American burgess (died 1767)

Colonel Robert Tucker was a member of the House of Burgesses who represented Norfolk County, Virginia, a mariner, and a slave owner. His father, mother and uncle, from the Caribbean, had an extensive mercantile trade and a number of ships that sailed throughout Chesapeake Bay and the Caribbean. In 1737, Robert Tucker inherited the mercantile empire and slaves that were crew members on ships. He was active in politics from the time that Norfolk, Virginia was established as a town. He became the first alderman and was a mayor three times. His role as alderman, a lifetime role, gave him a lot of power to determine how business would be conducted. Tucker also ran a mill and bakehouse.

==Early life==
Robert Tucker was the son of Francis Courtenay and Robert Tucker of Barbados, (Note: Robert's grandfather may have been George Tucker (died 1662) of Southampton Parish, Bermuda, who had sons Robert, John, and St. George, who died in 1710.) who was a "very extensive merchant" who died in 1737. His brother and close associate was John Tucker. His uncle was Edward Thruston. After his father's death, his mother married Thomas Nelson of Yorktown, Virginia.

==Marriage and children==
On May 17, 1739, he married Joanna Corbin, the daughter of Martha and Gowin Corbin of King and Queen County, Virginia. His brothers-in-law were Richard Corbin and Jacob Walker. He had nine children with Joanna, including:
Robert, born in 1741 and was a burgess from 1765 to 1769, died unmarried after September 19, 1779; Gawin, fate unknown; Ann, unmarried in 1779; Joanna, who married her cousin Gawin Corbin of Buckingham House; Sarah, who married John Taylor; Martha, married Thomas Newton Jr.; Courtney married Preeson Bowdoin and Joseph Hutchins; and Martha married Thomas Newton Jr.
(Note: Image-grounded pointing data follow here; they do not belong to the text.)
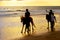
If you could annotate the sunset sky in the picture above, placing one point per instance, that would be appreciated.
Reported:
(29, 2)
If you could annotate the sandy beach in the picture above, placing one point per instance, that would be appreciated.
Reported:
(11, 29)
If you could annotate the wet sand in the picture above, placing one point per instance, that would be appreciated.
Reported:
(11, 29)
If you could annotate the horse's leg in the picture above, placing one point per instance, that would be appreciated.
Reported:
(22, 28)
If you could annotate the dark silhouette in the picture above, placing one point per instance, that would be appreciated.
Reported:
(53, 20)
(26, 21)
(49, 18)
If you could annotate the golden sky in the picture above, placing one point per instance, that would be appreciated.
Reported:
(30, 3)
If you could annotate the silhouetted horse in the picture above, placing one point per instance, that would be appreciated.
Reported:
(26, 21)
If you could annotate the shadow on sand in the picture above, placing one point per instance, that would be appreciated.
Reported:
(47, 36)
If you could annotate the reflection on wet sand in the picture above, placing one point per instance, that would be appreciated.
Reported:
(11, 29)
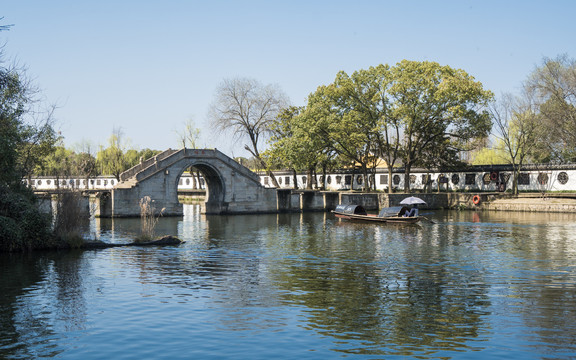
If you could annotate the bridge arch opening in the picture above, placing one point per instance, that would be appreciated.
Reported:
(197, 178)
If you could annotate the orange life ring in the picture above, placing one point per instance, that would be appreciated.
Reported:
(476, 199)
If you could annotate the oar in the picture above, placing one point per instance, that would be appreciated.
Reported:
(431, 221)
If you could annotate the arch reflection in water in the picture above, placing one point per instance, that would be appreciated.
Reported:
(484, 283)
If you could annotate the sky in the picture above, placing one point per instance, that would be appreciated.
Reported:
(148, 67)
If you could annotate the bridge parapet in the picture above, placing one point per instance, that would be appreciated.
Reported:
(163, 161)
(145, 164)
(231, 187)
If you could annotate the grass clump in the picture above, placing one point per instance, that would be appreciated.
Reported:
(148, 220)
(22, 226)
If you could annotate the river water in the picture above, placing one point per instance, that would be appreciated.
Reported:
(301, 286)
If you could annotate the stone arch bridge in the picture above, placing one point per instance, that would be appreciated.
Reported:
(231, 187)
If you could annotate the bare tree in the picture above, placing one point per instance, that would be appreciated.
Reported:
(517, 127)
(554, 87)
(247, 109)
(188, 137)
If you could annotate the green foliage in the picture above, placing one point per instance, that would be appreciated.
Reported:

Tucker was a father of 21 children.

==Slaveholder==
Robert's uncle, John Tucker of the Caribbean, came to Virginia about the turn of the 18th century. He brought with him a slave named Sabina. In 1735, he had two women slaves, Sabina and her daughter Jane, also known as Jenny, and at about 16 years of age, on his list of slaves. Jane had several children by 1737. John Tucker died in 1737 and Robert inherited his mercantile empire and slaves. (Note: Jane Jackson Thompson was the matriarch of a number of children, seven of whom became Black Loyalists and served Lord Dunmore beginning in 1776. Her children had the surnames of Tucker, Jackson, and Thompson. One son, James Jackson, had been a slave of Robert Tucker and was recruited to be a pilot in the Royal Navy for Lord Dunmore. Her children and in-laws were either slaves of Robert Tucker, or slaves of his close associates. Jane was manumitted in 1769 by her husband, Talbot Thompson, with whom she lived before and after her manumission.)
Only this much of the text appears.